March 19th – 26th
As we all know, 2020 has been bananas. I’ve had this book on my shelf since it came out, and following an ankle injury that pulled me out of work for several weeks, as well as the following quarantine I was in, I was looking for titles to help me reduce anxiety. This was the first of those titles. This book is about what you should be worried about, what you should care about, and what you should desire to change.
I found it an interesting, although short read. My favorite part of the book was the anecdotes that Manson inserted, mostly about the ones from other cultures and history. It made the book feel so much more grounded, and it didn’t at all read like a stereotypical “self-help” book. That being said, my enjoyment of the book mostly stopped there.
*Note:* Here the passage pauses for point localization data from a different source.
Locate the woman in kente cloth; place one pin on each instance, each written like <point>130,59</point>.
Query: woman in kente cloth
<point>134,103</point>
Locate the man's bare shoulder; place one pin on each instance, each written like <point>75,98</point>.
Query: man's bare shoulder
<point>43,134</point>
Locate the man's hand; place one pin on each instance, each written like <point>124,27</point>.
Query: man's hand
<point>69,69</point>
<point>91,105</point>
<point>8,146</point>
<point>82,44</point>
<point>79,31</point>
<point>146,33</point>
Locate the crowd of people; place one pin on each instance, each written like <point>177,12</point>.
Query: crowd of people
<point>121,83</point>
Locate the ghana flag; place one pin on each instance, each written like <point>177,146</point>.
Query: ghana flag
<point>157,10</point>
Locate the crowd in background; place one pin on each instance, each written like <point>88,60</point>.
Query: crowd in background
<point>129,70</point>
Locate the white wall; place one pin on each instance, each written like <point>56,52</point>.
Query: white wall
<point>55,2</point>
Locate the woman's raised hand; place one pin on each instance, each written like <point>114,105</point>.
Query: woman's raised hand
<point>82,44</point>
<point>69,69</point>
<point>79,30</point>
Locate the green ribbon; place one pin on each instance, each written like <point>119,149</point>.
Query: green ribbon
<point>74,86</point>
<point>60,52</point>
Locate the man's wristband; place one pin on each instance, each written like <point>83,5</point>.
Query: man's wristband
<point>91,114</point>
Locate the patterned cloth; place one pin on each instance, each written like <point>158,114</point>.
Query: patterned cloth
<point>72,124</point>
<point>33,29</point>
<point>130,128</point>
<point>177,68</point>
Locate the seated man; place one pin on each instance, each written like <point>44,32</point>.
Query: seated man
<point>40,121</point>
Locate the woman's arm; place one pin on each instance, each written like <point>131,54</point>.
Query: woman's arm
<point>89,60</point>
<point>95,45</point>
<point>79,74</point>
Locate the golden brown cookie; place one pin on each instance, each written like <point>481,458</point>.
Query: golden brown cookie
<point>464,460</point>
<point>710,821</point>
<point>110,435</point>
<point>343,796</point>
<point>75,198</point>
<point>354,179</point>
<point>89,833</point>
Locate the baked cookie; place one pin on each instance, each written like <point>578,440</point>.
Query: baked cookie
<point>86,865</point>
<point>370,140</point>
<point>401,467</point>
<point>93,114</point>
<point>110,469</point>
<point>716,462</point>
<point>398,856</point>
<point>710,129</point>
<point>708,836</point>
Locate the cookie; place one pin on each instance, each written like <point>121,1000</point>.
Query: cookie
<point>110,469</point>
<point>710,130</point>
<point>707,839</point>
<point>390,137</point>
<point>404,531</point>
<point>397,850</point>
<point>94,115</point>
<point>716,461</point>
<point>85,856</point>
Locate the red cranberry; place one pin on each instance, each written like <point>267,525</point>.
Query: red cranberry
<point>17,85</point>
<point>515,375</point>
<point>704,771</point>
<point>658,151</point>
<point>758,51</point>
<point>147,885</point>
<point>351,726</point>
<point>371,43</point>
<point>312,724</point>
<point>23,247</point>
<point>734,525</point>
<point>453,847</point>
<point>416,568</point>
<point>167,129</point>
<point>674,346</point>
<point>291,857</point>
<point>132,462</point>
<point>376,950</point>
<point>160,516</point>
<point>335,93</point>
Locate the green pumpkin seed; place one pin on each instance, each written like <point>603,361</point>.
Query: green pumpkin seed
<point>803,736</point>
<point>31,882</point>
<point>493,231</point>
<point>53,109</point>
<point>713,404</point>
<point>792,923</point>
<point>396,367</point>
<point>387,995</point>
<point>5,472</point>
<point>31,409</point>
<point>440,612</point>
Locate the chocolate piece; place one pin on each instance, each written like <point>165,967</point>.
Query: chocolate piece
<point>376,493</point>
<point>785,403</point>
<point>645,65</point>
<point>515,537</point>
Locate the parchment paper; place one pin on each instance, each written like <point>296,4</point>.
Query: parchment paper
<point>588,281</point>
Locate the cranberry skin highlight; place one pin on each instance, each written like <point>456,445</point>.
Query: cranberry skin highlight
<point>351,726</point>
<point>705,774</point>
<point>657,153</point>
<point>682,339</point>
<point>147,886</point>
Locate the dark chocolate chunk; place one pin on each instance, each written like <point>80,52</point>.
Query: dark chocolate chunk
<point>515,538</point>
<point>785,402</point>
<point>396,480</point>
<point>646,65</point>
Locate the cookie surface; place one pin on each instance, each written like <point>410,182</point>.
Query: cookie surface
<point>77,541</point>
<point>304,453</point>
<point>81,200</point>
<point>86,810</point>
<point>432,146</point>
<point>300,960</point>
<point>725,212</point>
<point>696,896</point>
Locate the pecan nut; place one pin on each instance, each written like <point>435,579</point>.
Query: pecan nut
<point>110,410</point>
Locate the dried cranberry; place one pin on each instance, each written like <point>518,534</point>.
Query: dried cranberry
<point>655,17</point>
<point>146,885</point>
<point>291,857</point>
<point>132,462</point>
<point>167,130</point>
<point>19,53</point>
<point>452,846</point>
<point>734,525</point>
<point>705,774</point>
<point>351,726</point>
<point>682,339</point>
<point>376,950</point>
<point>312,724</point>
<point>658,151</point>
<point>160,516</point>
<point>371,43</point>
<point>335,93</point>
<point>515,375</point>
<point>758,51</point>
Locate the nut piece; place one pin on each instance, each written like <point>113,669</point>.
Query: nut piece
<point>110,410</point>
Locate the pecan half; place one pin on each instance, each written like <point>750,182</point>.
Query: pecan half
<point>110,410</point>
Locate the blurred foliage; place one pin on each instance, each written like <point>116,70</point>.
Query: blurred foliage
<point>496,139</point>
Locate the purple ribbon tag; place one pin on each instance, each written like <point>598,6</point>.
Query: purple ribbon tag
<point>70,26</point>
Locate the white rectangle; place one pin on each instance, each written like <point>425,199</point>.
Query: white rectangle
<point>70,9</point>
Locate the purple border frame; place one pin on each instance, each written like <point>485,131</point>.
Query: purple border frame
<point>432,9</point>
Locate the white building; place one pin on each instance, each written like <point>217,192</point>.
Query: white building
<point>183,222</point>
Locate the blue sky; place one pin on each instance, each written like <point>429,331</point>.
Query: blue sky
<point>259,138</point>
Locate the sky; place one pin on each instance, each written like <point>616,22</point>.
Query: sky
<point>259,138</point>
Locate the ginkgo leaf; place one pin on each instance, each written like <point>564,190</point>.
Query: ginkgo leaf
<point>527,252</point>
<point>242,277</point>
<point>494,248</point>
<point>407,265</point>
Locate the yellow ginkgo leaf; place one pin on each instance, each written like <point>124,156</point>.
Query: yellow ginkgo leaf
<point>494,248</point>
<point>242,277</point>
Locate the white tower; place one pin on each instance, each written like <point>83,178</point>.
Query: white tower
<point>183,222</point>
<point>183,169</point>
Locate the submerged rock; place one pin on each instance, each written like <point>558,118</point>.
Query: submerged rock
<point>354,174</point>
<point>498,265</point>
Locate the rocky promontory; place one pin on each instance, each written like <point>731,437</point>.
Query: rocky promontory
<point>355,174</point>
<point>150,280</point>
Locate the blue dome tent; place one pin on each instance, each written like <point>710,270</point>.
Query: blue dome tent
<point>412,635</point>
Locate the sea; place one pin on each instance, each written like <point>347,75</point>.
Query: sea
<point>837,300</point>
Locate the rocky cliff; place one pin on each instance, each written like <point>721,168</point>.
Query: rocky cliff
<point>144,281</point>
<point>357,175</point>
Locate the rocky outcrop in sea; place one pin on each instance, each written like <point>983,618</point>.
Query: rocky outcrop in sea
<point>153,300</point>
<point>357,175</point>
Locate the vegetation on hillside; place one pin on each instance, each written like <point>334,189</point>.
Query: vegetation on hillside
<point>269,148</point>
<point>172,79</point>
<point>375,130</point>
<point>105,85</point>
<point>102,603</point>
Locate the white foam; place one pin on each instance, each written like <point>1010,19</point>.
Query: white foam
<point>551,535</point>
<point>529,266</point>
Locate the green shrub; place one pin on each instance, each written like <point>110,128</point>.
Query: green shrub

Manson’s description of himself as a perfect husband (who doesn’t tell their wife that they look terrible if they try something new?) whose relationship is built on “honesty”. He describes a series of his relationship conquests, and most of it is extremely unnecessary, and then talks about how settling down with his wife made those relationships seem even more frivolous. Even most of the swearing and all of his profanity is built mostly for shock factor, and had no real substance to it.
A lot of this felt like interesting aspects of religion taken out of context and then shoved into a set of conservative values about pulling yourself out and just getting things done, and those were the parts that I wasn’t a fan of.
I likely won’t be reading Manson’s other book, because he’s definitely not for me.